Once polished, it’s vital to you as an author to get feedback. You don’t want to send your finished work out into the world and have your audience point out glaring plot holes or embarrassing errors. A beta reader will come in handy here. Ideally, this person should be a writer, too, or at least an avid reader. They’ll know what sits right with them or what feels wrong, and they can provide you with detailed, constructive feedback for your work. This will go a long way to giving your piece its final shine.
In a nutshell, use an alpha reader for first impressions, use a beta reader for constructive feedback.
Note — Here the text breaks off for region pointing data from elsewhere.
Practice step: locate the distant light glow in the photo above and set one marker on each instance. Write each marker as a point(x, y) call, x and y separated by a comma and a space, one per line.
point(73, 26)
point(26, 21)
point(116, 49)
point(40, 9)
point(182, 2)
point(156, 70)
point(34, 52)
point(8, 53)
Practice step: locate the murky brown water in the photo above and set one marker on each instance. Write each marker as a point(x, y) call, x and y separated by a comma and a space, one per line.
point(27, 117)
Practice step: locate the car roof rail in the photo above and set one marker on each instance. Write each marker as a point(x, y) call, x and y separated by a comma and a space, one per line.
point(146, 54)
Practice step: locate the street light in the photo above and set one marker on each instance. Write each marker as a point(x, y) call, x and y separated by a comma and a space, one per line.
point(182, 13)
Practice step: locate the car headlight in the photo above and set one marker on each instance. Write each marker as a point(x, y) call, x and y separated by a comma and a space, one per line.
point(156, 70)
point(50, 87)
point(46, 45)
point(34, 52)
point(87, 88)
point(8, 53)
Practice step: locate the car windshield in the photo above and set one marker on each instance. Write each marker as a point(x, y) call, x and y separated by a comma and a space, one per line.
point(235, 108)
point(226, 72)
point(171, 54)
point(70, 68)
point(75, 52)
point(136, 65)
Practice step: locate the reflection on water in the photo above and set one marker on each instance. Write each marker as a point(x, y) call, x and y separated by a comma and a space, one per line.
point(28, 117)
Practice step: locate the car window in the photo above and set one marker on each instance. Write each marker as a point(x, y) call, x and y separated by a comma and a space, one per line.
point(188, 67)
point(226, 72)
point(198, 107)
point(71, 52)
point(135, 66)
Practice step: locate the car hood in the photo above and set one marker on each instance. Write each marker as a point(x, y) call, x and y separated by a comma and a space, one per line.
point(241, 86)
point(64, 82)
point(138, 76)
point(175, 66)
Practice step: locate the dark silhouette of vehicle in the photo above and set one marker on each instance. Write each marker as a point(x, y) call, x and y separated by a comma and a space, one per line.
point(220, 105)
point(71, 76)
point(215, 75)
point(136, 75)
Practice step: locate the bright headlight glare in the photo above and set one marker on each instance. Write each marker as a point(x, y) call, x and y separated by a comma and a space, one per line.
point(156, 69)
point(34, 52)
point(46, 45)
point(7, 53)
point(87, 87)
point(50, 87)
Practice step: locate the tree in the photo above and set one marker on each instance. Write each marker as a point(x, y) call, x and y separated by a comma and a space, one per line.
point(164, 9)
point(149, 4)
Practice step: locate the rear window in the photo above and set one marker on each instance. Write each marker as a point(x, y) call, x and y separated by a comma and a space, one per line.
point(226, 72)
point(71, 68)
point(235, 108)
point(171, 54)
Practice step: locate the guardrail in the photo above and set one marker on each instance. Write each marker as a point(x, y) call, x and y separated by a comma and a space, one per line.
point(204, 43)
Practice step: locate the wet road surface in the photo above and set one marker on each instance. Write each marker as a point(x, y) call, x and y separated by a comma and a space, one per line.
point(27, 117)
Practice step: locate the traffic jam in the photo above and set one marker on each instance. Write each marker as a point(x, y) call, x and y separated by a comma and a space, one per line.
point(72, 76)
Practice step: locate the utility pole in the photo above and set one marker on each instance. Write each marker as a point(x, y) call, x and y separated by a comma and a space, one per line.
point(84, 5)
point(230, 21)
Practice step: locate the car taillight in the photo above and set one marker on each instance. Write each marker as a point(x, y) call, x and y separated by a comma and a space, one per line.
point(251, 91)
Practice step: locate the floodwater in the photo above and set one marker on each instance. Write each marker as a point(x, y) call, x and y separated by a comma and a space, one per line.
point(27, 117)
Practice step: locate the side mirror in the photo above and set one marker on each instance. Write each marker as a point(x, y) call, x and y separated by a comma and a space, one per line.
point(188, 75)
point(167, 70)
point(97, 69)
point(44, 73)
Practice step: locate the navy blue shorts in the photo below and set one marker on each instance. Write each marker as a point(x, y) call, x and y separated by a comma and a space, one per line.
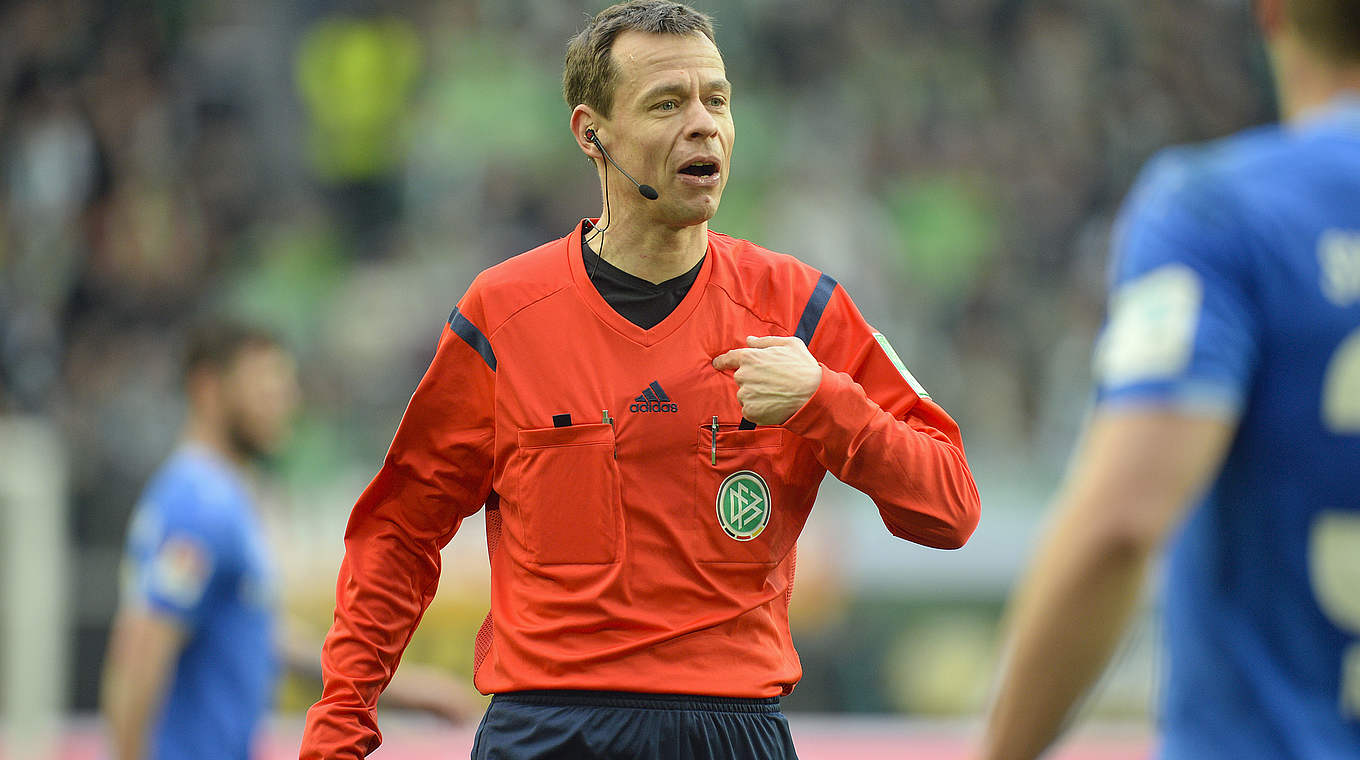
point(571, 725)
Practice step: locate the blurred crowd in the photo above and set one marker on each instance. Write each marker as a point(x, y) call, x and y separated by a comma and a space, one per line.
point(340, 170)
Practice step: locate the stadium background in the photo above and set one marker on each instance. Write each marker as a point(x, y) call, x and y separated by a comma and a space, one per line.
point(340, 170)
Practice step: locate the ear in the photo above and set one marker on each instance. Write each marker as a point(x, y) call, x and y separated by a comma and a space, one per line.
point(1269, 16)
point(584, 117)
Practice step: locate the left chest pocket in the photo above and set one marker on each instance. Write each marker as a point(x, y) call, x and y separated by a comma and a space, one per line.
point(737, 495)
point(567, 507)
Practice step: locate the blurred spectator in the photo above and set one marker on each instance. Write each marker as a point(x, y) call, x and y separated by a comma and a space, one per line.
point(327, 167)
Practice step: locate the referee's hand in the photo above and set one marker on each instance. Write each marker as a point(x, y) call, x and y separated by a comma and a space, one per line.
point(775, 377)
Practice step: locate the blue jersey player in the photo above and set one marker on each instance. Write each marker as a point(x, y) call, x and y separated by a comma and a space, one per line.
point(1227, 428)
point(192, 661)
point(197, 642)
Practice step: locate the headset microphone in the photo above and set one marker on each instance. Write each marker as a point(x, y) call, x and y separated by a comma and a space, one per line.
point(648, 191)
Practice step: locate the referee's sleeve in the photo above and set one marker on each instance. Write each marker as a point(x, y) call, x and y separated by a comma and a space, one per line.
point(435, 473)
point(875, 428)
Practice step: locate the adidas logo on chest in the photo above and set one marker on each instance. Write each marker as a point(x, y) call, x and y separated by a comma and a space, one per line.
point(653, 399)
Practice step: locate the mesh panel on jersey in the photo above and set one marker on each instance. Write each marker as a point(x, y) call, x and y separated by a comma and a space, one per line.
point(488, 630)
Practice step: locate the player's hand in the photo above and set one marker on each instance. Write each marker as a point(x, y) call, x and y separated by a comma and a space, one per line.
point(775, 377)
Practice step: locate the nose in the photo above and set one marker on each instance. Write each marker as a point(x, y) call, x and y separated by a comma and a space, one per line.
point(702, 124)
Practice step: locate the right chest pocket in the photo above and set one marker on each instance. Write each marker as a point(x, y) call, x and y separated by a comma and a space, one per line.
point(737, 505)
point(566, 495)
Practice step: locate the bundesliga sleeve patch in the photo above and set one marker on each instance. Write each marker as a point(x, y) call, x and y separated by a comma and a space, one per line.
point(896, 362)
point(1152, 325)
point(180, 571)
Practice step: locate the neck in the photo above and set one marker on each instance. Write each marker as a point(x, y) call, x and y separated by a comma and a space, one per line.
point(648, 250)
point(1306, 82)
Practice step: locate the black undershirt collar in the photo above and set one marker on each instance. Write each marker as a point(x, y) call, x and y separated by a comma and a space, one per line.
point(635, 299)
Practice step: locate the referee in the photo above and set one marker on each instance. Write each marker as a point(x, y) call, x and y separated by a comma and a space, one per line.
point(645, 408)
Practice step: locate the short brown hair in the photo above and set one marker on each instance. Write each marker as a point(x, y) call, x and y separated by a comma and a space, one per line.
point(1332, 26)
point(589, 74)
point(215, 344)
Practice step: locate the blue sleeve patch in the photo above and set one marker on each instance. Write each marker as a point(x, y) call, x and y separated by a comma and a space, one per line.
point(472, 336)
point(816, 305)
point(1181, 328)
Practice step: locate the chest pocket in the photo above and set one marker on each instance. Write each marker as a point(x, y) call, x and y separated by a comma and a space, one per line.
point(566, 506)
point(737, 495)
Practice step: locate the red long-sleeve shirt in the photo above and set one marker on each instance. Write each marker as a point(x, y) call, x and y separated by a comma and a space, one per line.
point(653, 552)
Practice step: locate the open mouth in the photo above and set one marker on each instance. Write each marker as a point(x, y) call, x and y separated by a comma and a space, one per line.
point(699, 169)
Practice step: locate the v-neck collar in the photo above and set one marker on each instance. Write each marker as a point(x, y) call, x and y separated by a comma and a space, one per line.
point(605, 313)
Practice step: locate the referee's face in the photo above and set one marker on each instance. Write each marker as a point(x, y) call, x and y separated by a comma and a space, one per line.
point(671, 125)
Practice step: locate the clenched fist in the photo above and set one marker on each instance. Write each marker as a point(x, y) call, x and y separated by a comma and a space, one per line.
point(775, 377)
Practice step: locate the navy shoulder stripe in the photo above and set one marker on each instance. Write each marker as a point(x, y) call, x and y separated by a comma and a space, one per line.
point(472, 336)
point(816, 305)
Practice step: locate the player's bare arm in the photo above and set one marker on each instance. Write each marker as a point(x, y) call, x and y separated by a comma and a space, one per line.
point(1130, 483)
point(775, 375)
point(142, 655)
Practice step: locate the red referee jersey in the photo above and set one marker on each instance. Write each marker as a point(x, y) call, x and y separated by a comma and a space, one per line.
point(642, 547)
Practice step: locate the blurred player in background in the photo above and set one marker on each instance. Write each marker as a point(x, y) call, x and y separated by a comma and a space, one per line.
point(195, 651)
point(646, 464)
point(1227, 426)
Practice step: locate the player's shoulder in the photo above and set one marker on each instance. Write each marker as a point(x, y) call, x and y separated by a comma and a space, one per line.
point(777, 287)
point(1204, 178)
point(199, 492)
point(507, 287)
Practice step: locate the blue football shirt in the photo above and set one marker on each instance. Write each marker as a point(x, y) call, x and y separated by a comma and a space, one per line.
point(196, 554)
point(1236, 292)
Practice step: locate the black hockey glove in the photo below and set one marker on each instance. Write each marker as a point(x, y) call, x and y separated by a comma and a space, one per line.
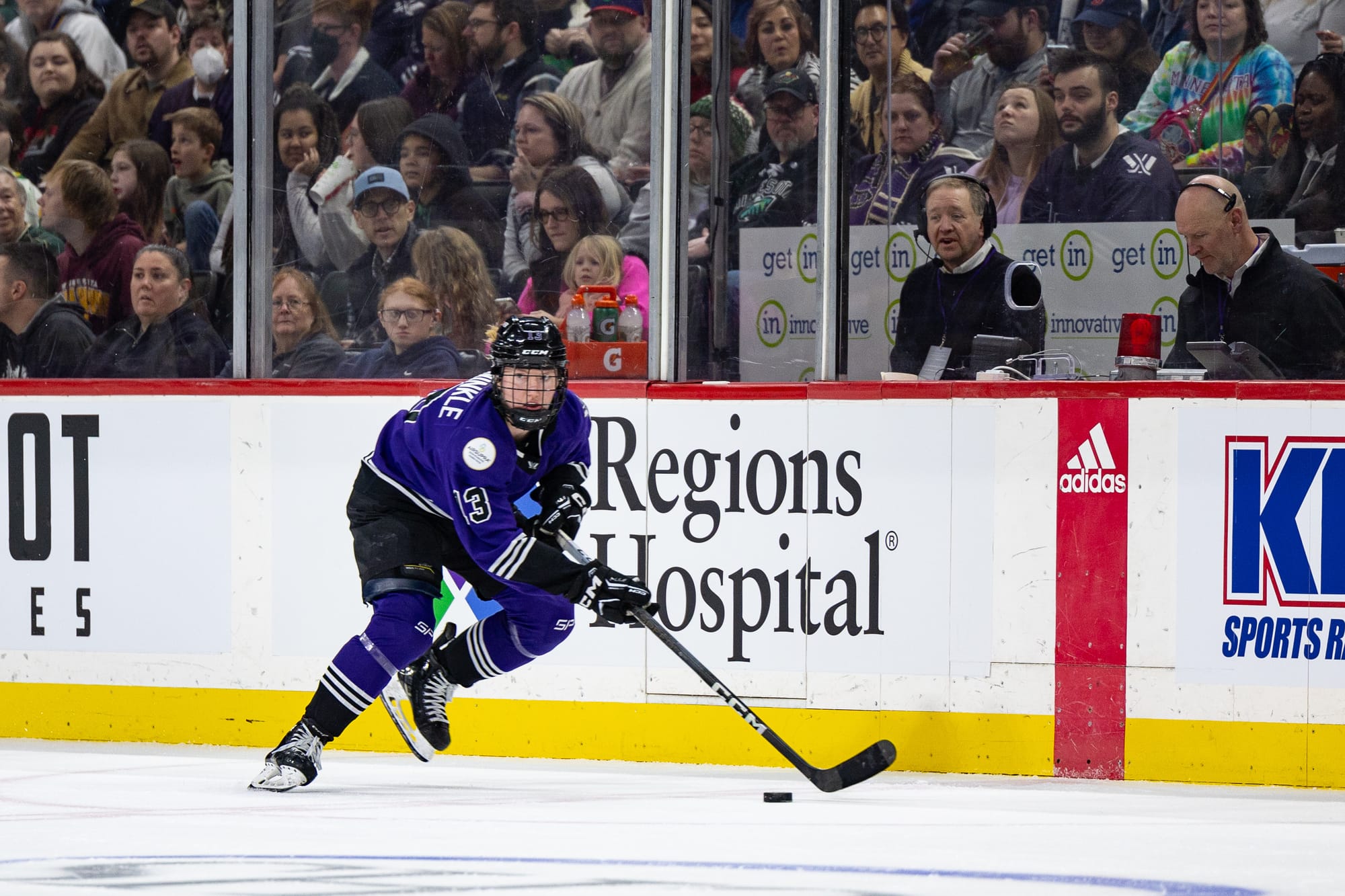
point(611, 594)
point(563, 509)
Finding beta readers isn’t always easy. A writing class may afford you the opportunity to workshop with other writers, or you may find local writing groups by using apps like Meetup. One great option is the website Scribophile, which is an online community of writers sharing their work and critiquing others. Just keep in mind that if you’re an amateur, and you’re receiving critiques from other amateurs, you may not always receive the best advice. While their feedback will be valuable, don’t feel you have to implement every suggestion. But do accept it with open arms and thick skin. Remember, any feedback from readers can help you grow tremendously as a writer.
For more tips, read How to Survive a Writing Workshop.
5. Should I self-publish or find a traditional publisher?
This largely depends on you and the shape of your starry-eyed dreams. If you want to see your book sitting on the shelf of your local bookstore, traditional publishing is the obvious path for you. If you don’t want a publisher to take a generous slice of your sales (and I mean the corner slice, with all the frosting), self-publishing might be your friend.
Self-publishing can give you the freedom and agency over your career that you want. However, it does require a large amount of legwork on your part. You’ll need to spend a significant amount of time marketing and networking to get your name to rise out of the heaps and heaps of self-published materials. You’ll need to design an eye-catching cover. You’ll need to hire an editor and maybe a publicist. You’ll need a website. Once you’re successful, you can also hire an assistant to help with these areas. But plan to do a lot of pulling up on your own boot straps in the beginning. That isn’t meant to be discouraging. Many authors have mastered these tactics and have made a fortune with self-publishing.
Traditional publishing, or “trad pub” as it’s often called, is a much different world. You’ll need to find a literary agent, in most cases, who can sell your work to a publishing house. This agent will stand in your corner and help you build a career as an author. Once published, the publishing house will help with cover design, marketing, and — maybe best of all — perfecting your book. Generally speaking, traditionally published authors are viewed as more professional and successful, and they open their careers to greater exposure. Most importantly, there’s something very romantic about holding a copy of your own book.
This information may feel overwhelming at first, but the important thing is to enjoy writing and flexing your creative muscles. Each of these pieces will fall into place as the process evolves for you. Focus on your work first, then worry about the rest.
For a great boost to your knowledge and expertise as a writer, try listening to writing podcasts, following authors you love on social media, or subscribing to writing magazines. It never hurts to saturate yourself with the world of writing. It can only make you more confident in your career.